Performance Degradation for Query on DBA_SEGMENTS.BYTES in 11gR2
By admin | July 18th, 2011 | Category: 11gR2, MetaLink, Oracle Database, Performance Tuning | 4 commentsI have been troubleshooting a performance issue in a DWH environment, which is quite interesting.

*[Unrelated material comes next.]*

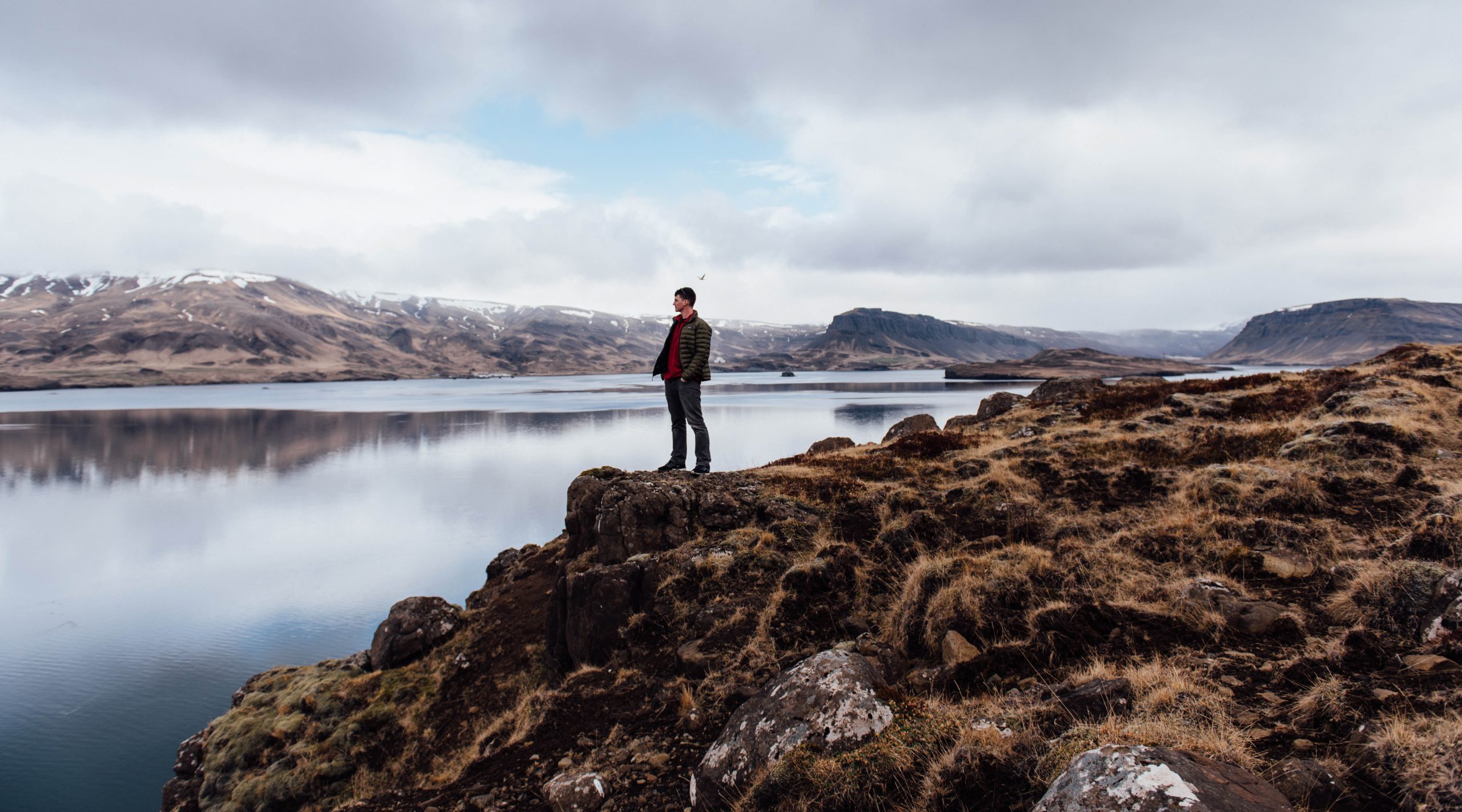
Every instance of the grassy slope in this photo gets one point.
(1055, 539)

It was a query on DBA_SEGMENTS in 11gR2 with lots of partitions and it was taking almost 10 minutes versus only a few seconds in 10gR2. The problem could be stripped downt to this SQL query:
select bytes from dba_segments
The dba_segment view can be seen in DBA_VIEWS:
SELECT ... decode(bitand(segment_flags, 131072), 131072, blocks, (decode(bitand(segment_flags,1),1, <strong>dbms_space_admin.segment_number_blocks</strong>(tablespace_id, relative_fno, header_block, segment_type_id, buffer_pool_id, segment_flags, segment_objd, blocks), blocks)))*blocksize, ... FROM sys_dba_segs |
The response time was dominated by Waits for “db file sequential reads” taking almost all of the response time.
11gR2:
call count cpu elapsed disk query current rows ------- ------ -------- ---------- ---------- ---------- ---------- ---------- Parse 1 0.00 0.00 0 0 0 0 Execute 1 0.00 0.00 0 0 0 0 Fetch 12563 23.17 546.74 157447 580414 1 188421 ------- ------ -------- ---------- ---------- ---------- ---------- ---------- total 12565 23.17 546.74 157447 580414 1 188421 |
10gR2:
call count cpu elapsed disk query current rows ------- ------ -------- ---------- ---------- ---------- ---------- ---------- Parse 1 0.06 0.06 0 0 0 0 Execute 1 0.00 0.00 0 0 0 0 Fetch 5104 1.77 2.54 0 96688 0 76542 ------- ------ -------- ---------- ---------- ---------- ---------- ---------- total 5106 1.83 2.61 0 96688 0 76542 |
The 10046 Trace File contains more data regarding those waits:
WAIT #4: nam='db file sequential read' ela= 134 file#=21 block#=2313482 blocks=1 obj#=-1 WAIT #4: nam='db file sequential read' ela= 120 file#=15 block#=2128019 blocks=1 obj#=-1 WAIT #4: nam='db file sequential read' ela= 128 file#=21 block#=2313490 blocks=1 obj#=-1 WAIT #4: nam='db file sequential read' ela= 372 file#=21 block#=2313498 blocks=1 obj#=-1 WAIT #4: nam='db file sequential read' ela= 108 file#=21 block#=2313506 blocks=1 obj#=-1 WAIT #4: nam='db file sequential read' ela= 130 file#=21 block#=2313514 blocks=1 obj#=-1 WAIT #4: nam='db file sequential read' ela= 132 file#=21 block#=2313522 blocks=1 obj#=-1 WAIT #4: nam='db file sequential read' ela= 121 file#=21 block#=2313530 blocks=1 obj#=-1 WAIT #4: nam='db file sequential read' ela= 158 file#=15 block#=2128003 blocks=1 obj#=-1 WAIT #4: nam='db file sequential read' ela= 146 file#=21 block#=2313538 blocks=1 obj#=-1 WAIT #4: nam='db file sequential read' ela= 116 file#=21 block#=2313546 blocks=1 obj#=-1 (Output modified for formatting) |
Strange thing that obj# is -1. I made some block dumps of those blocks and found out that all those blocks (file#/block#) have something in common: They were all segment header blocks. Another strange thing was that when the query was executed a second time, all those I/O requests were performed again – so no caching.
At that point, I opened a Support service request. After a couple of weeks, Support suggested running this for each tablespace of the user segments:
EXEC dbms_space_admin.TABLESPACE_FIX_SEGMENT_EXTBLKS('<tablespace_name>'); |
Finally this fixed the problem. Now, we are trying to find out why this was necessary for a database, that was freshly created with dbca 11.2.0.2 from the seeded template and filled with data pump import.